Data-driven machine learning prediction of glass transition temperature and the glass-forming ability of metallic glasses.

ABSTRACT

The limited glass-forming ability (GFA) poses a significant challenge for the practical applications of metallic glasses (MGs). The development of high-GFA MGs typically involves trial-and-error processes to screen materials with a large critical diameter (Dmax), which serves as a criterion for determining the GFA. The formation and stability of MGs are influenced by the glass transition temperature (Tg). Over the past decade, the emergence of machine learning (ML) has shown great promise in the exploration of high-GFA materials. However, the contribution of material features to Tg and Dmax predictions, as well as their correlations, remains ambiguous, posing a challenge to achieving high prediction accuracy. Herein, we present a comprehensive dataset consisting of 1764 datapoints for Tg and 1296 datapoints for Dmax.

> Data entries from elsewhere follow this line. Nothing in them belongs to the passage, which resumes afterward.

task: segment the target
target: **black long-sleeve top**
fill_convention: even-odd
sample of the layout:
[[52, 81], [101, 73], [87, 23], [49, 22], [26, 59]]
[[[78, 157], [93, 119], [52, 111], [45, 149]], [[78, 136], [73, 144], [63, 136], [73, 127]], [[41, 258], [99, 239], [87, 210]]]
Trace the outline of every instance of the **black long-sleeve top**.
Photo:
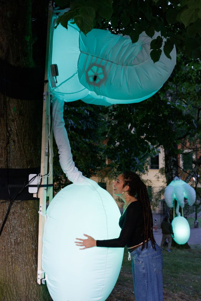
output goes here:
[[133, 202], [128, 206], [119, 219], [121, 228], [119, 237], [112, 239], [97, 240], [97, 247], [127, 248], [137, 246], [143, 240], [142, 234], [144, 228], [144, 219], [140, 201]]

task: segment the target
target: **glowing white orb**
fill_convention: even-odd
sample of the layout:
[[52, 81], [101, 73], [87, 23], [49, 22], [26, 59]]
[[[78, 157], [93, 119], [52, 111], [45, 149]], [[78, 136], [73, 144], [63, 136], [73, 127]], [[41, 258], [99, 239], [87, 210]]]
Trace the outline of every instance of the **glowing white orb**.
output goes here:
[[118, 237], [120, 214], [114, 199], [88, 179], [63, 188], [47, 211], [42, 268], [54, 301], [104, 301], [121, 265], [124, 248], [79, 249], [76, 237]]
[[175, 217], [172, 222], [174, 240], [179, 244], [187, 243], [190, 237], [190, 227], [186, 219], [183, 216]]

The governing rules for GFA have been established through feature significance analysis. The light gradient boosting (LGB) model exhibits remarkable accuracy in predicting Tg, utilizing sixteen features, achieving a coefficient of determination (R2) score of 0.984 and a root mean square error (RMSE) of 20.196 K. An integrated ML model, based on the weighted voting of three basic models, is developed to enhance the accuracy of Dmax prediction, achieving an R2 score of 0.767 and an RMSE of 2.331 mm. Additionally, a GFA rule is proposed to explore materials with large Dmax values, defined by satisfying the criteria of a thermal conductivity difference ranging from 0.60 to 1.32 and an entropy density exceeding 1.05. Our work provides valuable insights into Tg and Dmax predictions and facilitates the exploration of potential high-GFA MGs through the implementation of a well-established ML model and GFA rules.